The contrarian corner has been a far lonelier place. Republicans have voiced their reservations, but these have been discounted as partisan politics. More notable have been the critiques of Larry Summers, Treasury secretary under President Clinton and NEC Director under President Obama. In general, the contrarians assert that strong spending measures will soon translate into strong price pressures.
Neglected in this policy debate is the political question that rising prices could put before midterm voters in just 18 months. For most people, inflation simply means prices rising faster than income. They are uninterested in the debate over whether such increases meet economists’ inflation definition.
In economic terms, inflation is a sustained rise in prices resulting from lax monetary policy. In common parlance, it is the situation of too much money chasing too few goods. As always when supply outstrips demand, prices rise.
Inflation’s immediate effect can be mistaken for a growing economy. People having more money seek to put it to use. Artificially induced demand is mistaken for the real thing: In a flash, people feel flush. Over time though, the true cause becomes clear and adverse actions occur.
Interest rates rise to match prices, plus a heightened risk premium to offset now-expected future inflation effects. Businesses fear they will be unable to earn adequate returns to pay increasing financing costs. Wages cannot keep pace with rising prices. And hurt worst are those living on fixed incomes. Over time, everyone loses and the whole economy suffers.
The 1970s are a textbook example of inflation’s prolonged debilitating effect. Known as “stagflation,” it forever ended the misconception that Keynesian pump-priming could beneficially lead to sustained higher economic growth.
The country paid a high price for economic fallacy. The fallacy also inflicted a high political price on those America held responsible. Both Gerald Ford and Jimmy Carter endured back-to-back incumbent presidential losses, something seen only once in the 20th century and unseen since.
Fast forward half a century and current circumstances present an interesting comparison. The federal government has pushed a massive $5.3 trillion in relief money into the economy in just over a year. Additionally, the Federal Reserve has injected roughly an equal amount of liquidity, keeping interest rates at historical lows. The administration is also proposing two more initiatives, one for infrastructure and one for individuals, that could put another $4 trillion or more into the economy over several years.

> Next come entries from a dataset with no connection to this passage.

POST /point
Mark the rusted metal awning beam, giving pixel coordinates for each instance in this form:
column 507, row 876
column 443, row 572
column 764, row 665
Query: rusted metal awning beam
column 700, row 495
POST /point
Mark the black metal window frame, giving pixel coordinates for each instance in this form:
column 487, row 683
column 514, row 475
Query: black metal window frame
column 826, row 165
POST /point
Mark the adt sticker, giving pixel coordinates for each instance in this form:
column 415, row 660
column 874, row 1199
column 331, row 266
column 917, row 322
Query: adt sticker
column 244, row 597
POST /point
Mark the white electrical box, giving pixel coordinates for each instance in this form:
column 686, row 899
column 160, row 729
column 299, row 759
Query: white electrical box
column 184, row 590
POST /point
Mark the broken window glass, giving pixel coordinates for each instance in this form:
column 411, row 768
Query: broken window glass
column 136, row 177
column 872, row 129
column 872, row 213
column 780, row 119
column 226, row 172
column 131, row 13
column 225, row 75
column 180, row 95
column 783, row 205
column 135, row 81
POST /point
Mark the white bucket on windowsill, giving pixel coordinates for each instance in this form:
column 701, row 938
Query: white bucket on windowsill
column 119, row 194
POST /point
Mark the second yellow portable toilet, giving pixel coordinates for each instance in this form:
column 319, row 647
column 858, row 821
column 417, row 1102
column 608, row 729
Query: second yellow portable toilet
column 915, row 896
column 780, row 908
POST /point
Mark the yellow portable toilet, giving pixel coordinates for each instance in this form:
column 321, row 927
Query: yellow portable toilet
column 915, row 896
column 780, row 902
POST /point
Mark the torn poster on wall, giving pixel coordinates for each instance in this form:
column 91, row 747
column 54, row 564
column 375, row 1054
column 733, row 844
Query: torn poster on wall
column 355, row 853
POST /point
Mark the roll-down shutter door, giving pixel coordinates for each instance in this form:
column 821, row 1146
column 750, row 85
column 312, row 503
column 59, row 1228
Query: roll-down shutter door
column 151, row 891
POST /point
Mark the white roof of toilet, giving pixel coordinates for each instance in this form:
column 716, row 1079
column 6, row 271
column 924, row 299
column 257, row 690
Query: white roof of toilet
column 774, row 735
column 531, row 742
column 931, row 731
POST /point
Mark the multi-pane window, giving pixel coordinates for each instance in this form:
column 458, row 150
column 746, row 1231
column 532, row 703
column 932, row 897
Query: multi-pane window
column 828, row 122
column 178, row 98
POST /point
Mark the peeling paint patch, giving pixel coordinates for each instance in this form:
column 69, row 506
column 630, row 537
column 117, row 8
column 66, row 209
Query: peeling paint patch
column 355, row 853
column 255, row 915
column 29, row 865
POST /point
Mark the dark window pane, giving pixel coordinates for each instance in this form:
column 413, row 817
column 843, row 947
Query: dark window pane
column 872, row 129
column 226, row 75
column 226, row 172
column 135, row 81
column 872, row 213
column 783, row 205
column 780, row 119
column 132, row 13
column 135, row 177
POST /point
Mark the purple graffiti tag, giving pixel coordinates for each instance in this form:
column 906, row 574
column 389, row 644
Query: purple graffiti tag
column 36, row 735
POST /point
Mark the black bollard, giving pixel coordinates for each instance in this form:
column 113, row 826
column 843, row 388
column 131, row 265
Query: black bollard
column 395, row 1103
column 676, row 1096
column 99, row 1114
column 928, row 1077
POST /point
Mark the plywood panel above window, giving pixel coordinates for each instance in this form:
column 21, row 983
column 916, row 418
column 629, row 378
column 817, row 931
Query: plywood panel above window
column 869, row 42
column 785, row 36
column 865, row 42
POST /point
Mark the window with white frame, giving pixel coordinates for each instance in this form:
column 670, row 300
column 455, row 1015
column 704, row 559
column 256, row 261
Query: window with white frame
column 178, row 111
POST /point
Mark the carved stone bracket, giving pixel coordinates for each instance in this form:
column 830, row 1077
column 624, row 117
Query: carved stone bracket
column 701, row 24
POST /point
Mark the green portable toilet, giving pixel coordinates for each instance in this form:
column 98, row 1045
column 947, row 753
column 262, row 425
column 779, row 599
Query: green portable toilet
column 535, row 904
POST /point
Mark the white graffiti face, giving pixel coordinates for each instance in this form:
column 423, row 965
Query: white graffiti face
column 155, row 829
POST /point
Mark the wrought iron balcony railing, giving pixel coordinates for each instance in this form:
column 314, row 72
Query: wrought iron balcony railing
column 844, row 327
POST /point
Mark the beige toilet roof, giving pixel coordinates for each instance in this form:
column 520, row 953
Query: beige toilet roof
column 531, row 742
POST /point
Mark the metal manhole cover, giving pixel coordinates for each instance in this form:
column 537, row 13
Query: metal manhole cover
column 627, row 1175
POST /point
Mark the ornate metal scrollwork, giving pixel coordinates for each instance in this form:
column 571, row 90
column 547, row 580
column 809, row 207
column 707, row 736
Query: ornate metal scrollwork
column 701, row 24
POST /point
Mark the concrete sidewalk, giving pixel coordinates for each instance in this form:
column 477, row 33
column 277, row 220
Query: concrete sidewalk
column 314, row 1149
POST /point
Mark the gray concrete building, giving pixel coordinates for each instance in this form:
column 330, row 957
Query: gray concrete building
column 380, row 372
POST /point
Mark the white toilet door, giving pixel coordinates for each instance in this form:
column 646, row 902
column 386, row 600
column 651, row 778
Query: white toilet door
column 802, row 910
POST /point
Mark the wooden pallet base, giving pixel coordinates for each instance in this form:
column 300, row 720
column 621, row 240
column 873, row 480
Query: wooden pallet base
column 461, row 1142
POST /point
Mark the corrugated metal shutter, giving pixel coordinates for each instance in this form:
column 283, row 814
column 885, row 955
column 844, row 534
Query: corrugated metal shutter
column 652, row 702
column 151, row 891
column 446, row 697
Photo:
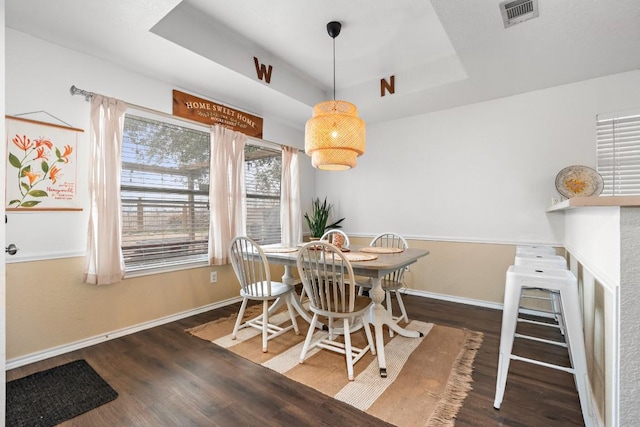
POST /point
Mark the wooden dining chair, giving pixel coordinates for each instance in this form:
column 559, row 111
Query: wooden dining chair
column 252, row 270
column 392, row 282
column 327, row 277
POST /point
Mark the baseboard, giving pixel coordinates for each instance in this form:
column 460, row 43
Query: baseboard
column 56, row 351
column 450, row 298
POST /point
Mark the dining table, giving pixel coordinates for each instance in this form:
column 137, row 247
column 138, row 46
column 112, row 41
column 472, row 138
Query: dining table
column 376, row 267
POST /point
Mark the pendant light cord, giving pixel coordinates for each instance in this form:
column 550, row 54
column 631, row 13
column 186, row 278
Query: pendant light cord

In the private sector, lockdowns have locked up an enormous $2 trillion cache of savings. Simultaneously, goods are low due to the lagging economy and production’s redirection. Once the economy fully reopens, this massive amount of private sector money will join the federal money already in, or coming into, the system.
The result could be a huge amount of money entering a market with a lagging supply of goods. To the average person, the effect could feel a lot like inflation. In contrast to the 1970s, when inflation pressure built over a long period of time, this new post-COVID confluence could occur extremely rapidly. It would also be occurring right before voters deliver a midterm verdict on Congress.
Public patience is already frayed after 2020’s COVID-19 year. There have been lockdowns, riots and a crisis on the Mexican border. None are yet over. Altogether they leave an impression of chaos and feelings of confusion and resentment.
Coming on top of these other adverse events, inflation would be more than just a symbolic topping, it could be a tipping point. As pervasive as the last year’s other adverse events have seemed, they still have varied locally. COVID-19 has affected regions differently, localities have had very different lockdown policies, riots have occurred in cities and the immigration surge is at the border.
In contrast, inflation would be universal. After a prolonged period of chaos, it would have a whipsaw effect, pulling the recovery rug from under everyone as prices spike. For those imagining America’s year of volatility could be returning to normalcy, instead the volatility could be about to add an entirely new dimension.
• J.T. Young served in the Office of Management and Budget and at the Treasury Department.